Embora às vezes um pouco lento e com produção pra lá de modesta, o telefilme não deixa de ser interessante e curioso principalmente para os fãs da franquia Invocação do Mal, do casal Warren e, claro, de histórias paranormais. 


No auge do caso na mídia, entre 1981 e 1983, havia um plano de se produzir um grande filme contando toda a história. Mas o projeto nunca se realizou, devido a divergências envolvendo o casal Warren e a família cujo filho havia sido supostamente possuído pelo demônio.


Mesmo assim, em novembro de 1983 o escritor Gerald Brittle, com a ajuda de Lorraine Warren, publicou o livro The Devil in Connecticut (que depois causou o maior quiproquó). 

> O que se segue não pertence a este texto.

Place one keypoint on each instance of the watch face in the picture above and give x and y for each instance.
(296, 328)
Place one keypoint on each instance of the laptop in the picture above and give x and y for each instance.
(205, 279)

As atuações em O Exorcista do Demônio, de modo geral, são muito boas. O elenco de respeito e bastante popular na TV americana não é muito lembrado no Brasil, exceto por Kevin Bacon, na época ainda desconhecido. Ele havia feito Sexta-feira 13 (Friday the 13th, 1980) dois anos antes e ainda não tinha estourado com Footloose - Ritmo Louco (Footloose, 1984), lançado nos cinemas um ano depois deste telefilme.


O Exorcista do Demônio estreou na TV americana em 6 de março de 1983, na NBC. No Brasil, foi exibido pela primeira vez em 17 de maio de 1985, na TVS (que não muito tempo depois se tornaria SBT). Foi bastante reprisado pelo canal de Silvio Santos nas madrugadas da década de 1980.


Apesar de dublada, a versão da TVS/SBT continha legendas fixas na tela. Na época, a emissora exibia, de madrugada, alguns filmes simultaneamente dublados e legendados. Detalhe: na abertura, o título do filme em português foi sobreposto ao título original em inglês


Lançado em VHS no Brasil com o título O Caso do Demônio Assassino.


Os eventos reais nos quais o telefilme se baseia serviram de inspiração para o longa-metragem Invocação do Mal 3: A Ordem do Demônio (The Conjuring: The Devil Made Me Do It, 2021), dirigido por Michael Chaves.